The second “holiday” is Plimsoll Day. Most of you are asking right about now; “What the heck is a Plimsoll?” I’ll answer that shortly, but the real question you should be asking is; “Who is Plimsoll?” The answer to that question is Samuel Plimsoll, born on this date in 1824. He was a member of the British Parliament, who in 1876, was instrumental in the passing of the Unseaworthy Ships Amendment to the British Merchant Shipping Act (or Plimsoll Amendment). It had to do with the overloading of Merchant Ships, thus putting sailors lives at risk. Basically, he is the one responsible for the cargo line, or Plimsoll line that you see on Cargo Ships today. Now, as for the “What is a Plimsoll” question. That answer to that is, shoes; known originally as “sand shoes”, but known today as deck shoes, or sneakers. This link will give you a  more detailed and articulate explanation.
Yet another “holiday” is Umbrella Day. Brolly, gamp, parasol, bumbershoot, whatever you call it, umbrellas are made for one thing, protecting you from the elements. The umbrella is one of  the world’s most invaluable inventions. On a rainy, day, they protect our hair and clothing.  They are also used on sunny days to shade us from harmful UV radiation, and the heat of the sun. Umbrellas come in all sorts of sizes, colors, shapes, and, designs. The smallest umbrellas fit inside a purse or glove compartment. Golf umbrellas are popular sizes. Then, there are lawn and beach umbrellas. To celebrate today, make sure your umbrella is handy, just in case you decide to go outside. If you don’t own an umbrella, today is a good day to buy one.
The last “holiday” today is World Marriage Day. Each year World Marriage Day is celebrated on the second Sunday in February. It is sponsored by Worldwide Marriage Encounter, the largest Catholic pro-marriage and family movement in the world. Take steps to strengthen your marriage. Sit down with your spouse and talk about what it was about them that originally attracted you. Make their favorite dinner (guys, this applies to you too). If you have a copy of, or can remember verbatim, you original marriage vows, recite them to each other again today.

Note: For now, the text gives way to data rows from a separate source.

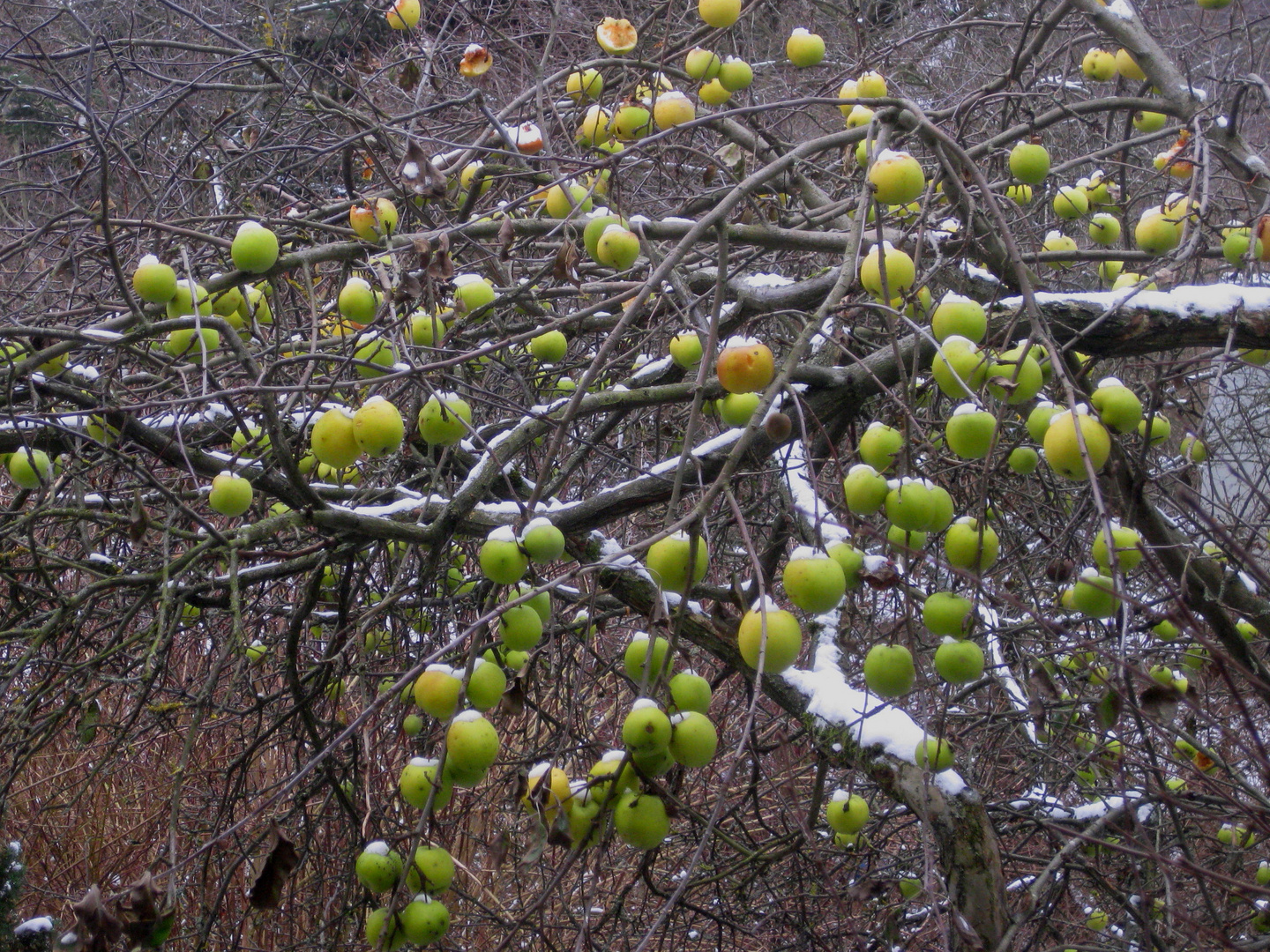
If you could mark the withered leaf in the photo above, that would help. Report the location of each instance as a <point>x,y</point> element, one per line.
<point>441,267</point>
<point>418,175</point>
<point>1042,684</point>
<point>537,845</point>
<point>499,850</point>
<point>970,938</point>
<point>409,287</point>
<point>90,715</point>
<point>146,922</point>
<point>422,248</point>
<point>409,77</point>
<point>95,926</point>
<point>565,267</point>
<point>884,576</point>
<point>505,239</point>
<point>279,862</point>
<point>512,703</point>
<point>140,519</point>
<point>1108,709</point>
<point>1160,703</point>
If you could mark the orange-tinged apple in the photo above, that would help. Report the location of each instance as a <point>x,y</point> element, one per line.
<point>744,366</point>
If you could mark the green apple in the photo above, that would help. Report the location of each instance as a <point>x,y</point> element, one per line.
<point>669,559</point>
<point>1099,65</point>
<point>1235,247</point>
<point>1024,460</point>
<point>473,292</point>
<point>1029,163</point>
<point>471,747</point>
<point>889,671</point>
<point>333,441</point>
<point>934,755</point>
<point>773,632</point>
<point>959,661</point>
<point>863,489</point>
<point>1127,544</point>
<point>231,494</point>
<point>1039,418</point>
<point>519,628</point>
<point>851,560</point>
<point>846,813</point>
<point>946,614</point>
<point>1071,202</point>
<point>378,920</point>
<point>585,86</point>
<point>550,346</point>
<point>444,419</point>
<point>969,432</point>
<point>964,548</point>
<point>738,409</point>
<point>646,730</point>
<point>813,582</point>
<point>1192,449</point>
<point>192,344</point>
<point>1104,228</point>
<point>897,179</point>
<point>29,467</point>
<point>686,349</point>
<point>1117,406</point>
<point>540,602</point>
<point>631,122</point>
<point>254,248</point>
<point>690,692</point>
<point>960,316</point>
<point>1062,447</point>
<point>959,367</point>
<point>502,560</point>
<point>153,282</point>
<point>1094,594</point>
<point>693,739</point>
<point>182,303</point>
<point>542,541</point>
<point>617,248</point>
<point>566,201</point>
<point>487,684</point>
<point>735,75</point>
<point>378,867</point>
<point>424,920</point>
<point>1015,377</point>
<point>879,446</point>
<point>378,428</point>
<point>637,654</point>
<point>804,48</point>
<point>374,221</point>
<point>909,504</point>
<point>640,820</point>
<point>436,691</point>
<point>1157,234</point>
<point>900,271</point>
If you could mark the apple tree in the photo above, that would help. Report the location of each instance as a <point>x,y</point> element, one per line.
<point>705,476</point>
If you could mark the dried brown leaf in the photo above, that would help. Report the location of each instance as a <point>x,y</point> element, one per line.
<point>280,861</point>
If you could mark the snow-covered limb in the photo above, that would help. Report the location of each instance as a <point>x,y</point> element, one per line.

The food-related “holiday” today is Cream Cheese Brownie Day. Who can resist the heavenly taste of a rich fudge brownie marbled with cream cheese? Its combination of sweet and tangy flavors will please almost everyone. The brownie is America’s favorite bar cookie. Although desserts called “brownies” have been around since the 1800’s, the cake-like confection we know and love today can be traced back to 1906. Culinary historians credit “The Boston Cooking-School Cook Book” with the first published recipe for the modern brownie, but this early recipe was far less chocolaty than what we’re accustomed to nowadays. It only called for two squares of baking chocolate. Sacrilege! Today there are hundreds of different brownie recipes. Many incorporate interesting add-ins like peanut butter, walnuts, caramel, peppermint, banana, or (of course) cream cheese. Celebrate today by enjoying the sweet, rich, and creamy flavors of a cream cheese brownie.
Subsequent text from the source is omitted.